- Developer: Vanimals
- Publisher: Skystone Games
- Engine: Unity
- Platform: Windows
- Release: WW: December 7, 2023;
- Genre: Survival
- Mode: Single-player

= Undying (video game) =

2023 video game

Undying is a 2023 survival video game developed by Vanimals and published by Skystone Games. Set in a zombie apocalypse, players control a woman who has been bitten by a zombie and must teach her child to survive before she loses her humanity.

== Gameplay ==
Players control Anling, a woman who has been bitten by a zombie. Knowing that her time is limited before she turns into a zombie, she attempts to instruct her 8 year old son Cody to survive on his own in their post-apocalyptic world.
Like many survival games, players must manage Anling and Cody's health, hunger and thirst by searching, cooking and crafting items to survive another day.

Before Cody can be taught skills, players must unlock prerequisites, such as having Anling perform an action a certain number of times beside him. Once Cody's skill trees are unlocked, players can customize his abilities and eventually have him assist Anling with scavenging, cooking, and combat.

As Anling's condition degenerates, players receive feedback in the form of user interface elements and visual changes in her appearance. Each day, players must select a new penalty (in the form of symptoms) that Anling suffers as she progressively loses her humanity. However, she can also gain special perks or "zombie skills", such as the ability to heal damage by eating raw meat. Some symptoms can be cured with certain medicines.

Players also must manage their time efficiently, because when Anling's fatigue raises late at night, she will enter in a "weak state", leaving her unable to do any action, and where her chances of turning increases. To avoid that, she must rest before that happens. As time passes, Anling's infection will reach a "decline stage", that is a permanent effect that offers a heavy advantage and disadvantage to her status.

Besides Anling's health, players must manage Cody's stress levels, which can impact how well he learns. One way to manage this is to pass time with him at home by reading comics, playing videogames or play music. Some books can boost Cody's skills by answering correct answers. If Cody survives long enough, he can investigate a rescue mission that will lead him to safety.

An optional survival mode challenges players to survive as long as they can against overwhelming numbers of zombies. There is also a story mode that excises the survival elements to focus on the story.

== Plot ==
After 4 months since the start of a zombie outbreak, Anling-Chan Monroe and her son Cody are being evacuated in an improvised military camp in a subway station, when suddenly the roof collapses, blocks the exit and a zombie horde attacks the camp. In the altercation, Anling gets bit in the arm by a zombie while protecting Cody and the duo barely manages to escape to find a car that gets them home.

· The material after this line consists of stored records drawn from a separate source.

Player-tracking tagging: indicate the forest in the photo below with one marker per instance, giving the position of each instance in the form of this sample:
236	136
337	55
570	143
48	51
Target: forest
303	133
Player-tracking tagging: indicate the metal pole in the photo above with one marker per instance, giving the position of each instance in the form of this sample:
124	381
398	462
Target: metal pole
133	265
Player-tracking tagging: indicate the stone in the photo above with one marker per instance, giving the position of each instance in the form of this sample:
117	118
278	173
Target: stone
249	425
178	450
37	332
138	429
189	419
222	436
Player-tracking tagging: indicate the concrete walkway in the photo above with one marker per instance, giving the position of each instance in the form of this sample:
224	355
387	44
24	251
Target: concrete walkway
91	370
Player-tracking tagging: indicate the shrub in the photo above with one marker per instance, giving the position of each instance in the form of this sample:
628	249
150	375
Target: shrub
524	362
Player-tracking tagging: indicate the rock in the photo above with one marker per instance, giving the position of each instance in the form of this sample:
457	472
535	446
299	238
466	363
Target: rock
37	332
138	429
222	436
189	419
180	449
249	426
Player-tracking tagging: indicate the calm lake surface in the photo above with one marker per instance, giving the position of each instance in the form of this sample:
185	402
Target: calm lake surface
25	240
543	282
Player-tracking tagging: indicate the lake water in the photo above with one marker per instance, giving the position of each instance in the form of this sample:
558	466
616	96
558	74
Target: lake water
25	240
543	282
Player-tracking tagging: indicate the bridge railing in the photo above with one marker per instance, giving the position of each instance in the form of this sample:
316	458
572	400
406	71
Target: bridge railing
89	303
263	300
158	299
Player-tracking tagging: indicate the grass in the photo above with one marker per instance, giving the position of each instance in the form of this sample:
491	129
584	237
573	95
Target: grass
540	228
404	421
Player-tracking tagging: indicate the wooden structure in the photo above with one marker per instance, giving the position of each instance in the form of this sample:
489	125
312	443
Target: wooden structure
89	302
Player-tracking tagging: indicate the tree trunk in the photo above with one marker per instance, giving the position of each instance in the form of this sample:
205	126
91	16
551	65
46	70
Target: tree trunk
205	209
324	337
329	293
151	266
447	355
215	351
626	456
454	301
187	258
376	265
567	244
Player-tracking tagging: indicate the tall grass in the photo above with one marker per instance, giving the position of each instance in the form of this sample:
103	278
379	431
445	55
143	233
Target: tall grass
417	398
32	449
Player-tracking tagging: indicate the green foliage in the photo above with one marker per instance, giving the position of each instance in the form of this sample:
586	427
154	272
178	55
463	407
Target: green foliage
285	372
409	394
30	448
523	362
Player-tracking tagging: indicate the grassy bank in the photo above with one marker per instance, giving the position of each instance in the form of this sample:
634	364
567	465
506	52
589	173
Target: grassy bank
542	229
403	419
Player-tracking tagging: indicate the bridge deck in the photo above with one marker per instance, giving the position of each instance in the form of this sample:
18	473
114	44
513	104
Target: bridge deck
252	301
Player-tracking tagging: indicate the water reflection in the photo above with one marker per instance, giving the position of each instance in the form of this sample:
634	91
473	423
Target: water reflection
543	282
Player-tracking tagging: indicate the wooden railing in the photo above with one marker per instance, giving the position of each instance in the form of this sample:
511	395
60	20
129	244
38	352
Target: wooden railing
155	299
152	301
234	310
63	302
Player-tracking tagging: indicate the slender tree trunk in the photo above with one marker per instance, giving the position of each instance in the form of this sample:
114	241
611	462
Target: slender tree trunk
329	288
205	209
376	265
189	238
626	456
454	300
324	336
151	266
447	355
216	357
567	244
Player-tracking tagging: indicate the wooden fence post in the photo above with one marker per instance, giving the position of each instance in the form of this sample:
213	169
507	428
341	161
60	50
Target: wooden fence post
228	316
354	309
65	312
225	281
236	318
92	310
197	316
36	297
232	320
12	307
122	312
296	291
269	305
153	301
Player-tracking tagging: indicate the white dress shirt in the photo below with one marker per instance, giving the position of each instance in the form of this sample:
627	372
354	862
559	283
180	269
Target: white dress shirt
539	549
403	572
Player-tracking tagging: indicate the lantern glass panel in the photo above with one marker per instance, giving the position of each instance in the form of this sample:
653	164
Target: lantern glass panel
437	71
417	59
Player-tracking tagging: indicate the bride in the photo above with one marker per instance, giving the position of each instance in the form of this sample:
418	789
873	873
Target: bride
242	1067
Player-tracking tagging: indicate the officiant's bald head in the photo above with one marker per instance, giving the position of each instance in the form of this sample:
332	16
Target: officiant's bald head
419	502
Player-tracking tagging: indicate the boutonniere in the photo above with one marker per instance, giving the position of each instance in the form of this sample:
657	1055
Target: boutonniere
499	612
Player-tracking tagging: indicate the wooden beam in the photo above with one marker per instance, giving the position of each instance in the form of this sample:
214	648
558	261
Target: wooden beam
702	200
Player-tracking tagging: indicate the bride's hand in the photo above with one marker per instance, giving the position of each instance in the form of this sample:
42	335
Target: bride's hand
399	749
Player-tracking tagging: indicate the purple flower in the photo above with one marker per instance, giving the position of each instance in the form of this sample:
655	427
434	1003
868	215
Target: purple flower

After fortifying the windows from a zombie group and waiting upstairs, mother and son decide to scavenge their house and their neighborhood for supplies and something to open their locked back door. After finding a lockpick, they met their neighbor Mary, whose parents left to find supplies (They can give her some water in exchange for some seeds). After unlocking the back door and killing a zombie trapped in a bear trap, Anling decides to teach Cody to defend himself with a slingshot, practicing with the target in their backyard.

Later, Cody turns on the TV, but it only shows static. They decide to go to uncle John's farm to get a circuit board to fix it.

After barely fixing the TV, the duo learns of a last evacuation plan taking place in 56 days, but they can't get much information except of contacting an "Officer Willy" in a prison. Anling decides to use the remaining days to scavenge for more supplies and find survivors to get information about the evacuation to get her son to safety. She decides to search in a supermarket and the subway station they escaped previously.

== Development ==
Developer Vanimals is based in Beijing, China. The game arose from the studio's desire to "create a survival game with an emotional core" and do something different than traditional zombie games. The initial concept involved a wounded woman who searches for her missing child. They came to see this as "too lonely" and added Cody to the start of the game. Inspired by The Walking Dead, they had Anling become progressively sicker instead of instantly turning into a zombie once bitten. They reasoned that this also allowed them to spend more time telling the story. The gameplay elements of Anglin's progressive deterioration came from David Brevik, co-founder of Skystone Games. Because the art is minimalist and the characters don't have faces, Vanimals depended in part on the soundtrack to cue emotional responses and alert players to characters' emotional states.

Undying entered early access in October 2021. Survival mode was added in November 2021, along with tweaks to how zombies spawn. An update in April 2022 gave players increased influence over Cody's behavior, expanded the skill trees, and added combos to melee combat. Undying is one of Skystone Games' first published games. They released the Windows version on December 7, 2023. Ports to other platforms are expected in 2024.

== Reception ==
Undying received mixed reviews on Metacritic. Dread Central, who reviewed Undying while it was in early access, praised the game's ability to do something new in the crowded zombie genre. Bloody Disgusting reviewed an early build in 2019 and, though they concluded that the gameplay was routine for a survival game, found that the addition of a time limit made Undying much more tense.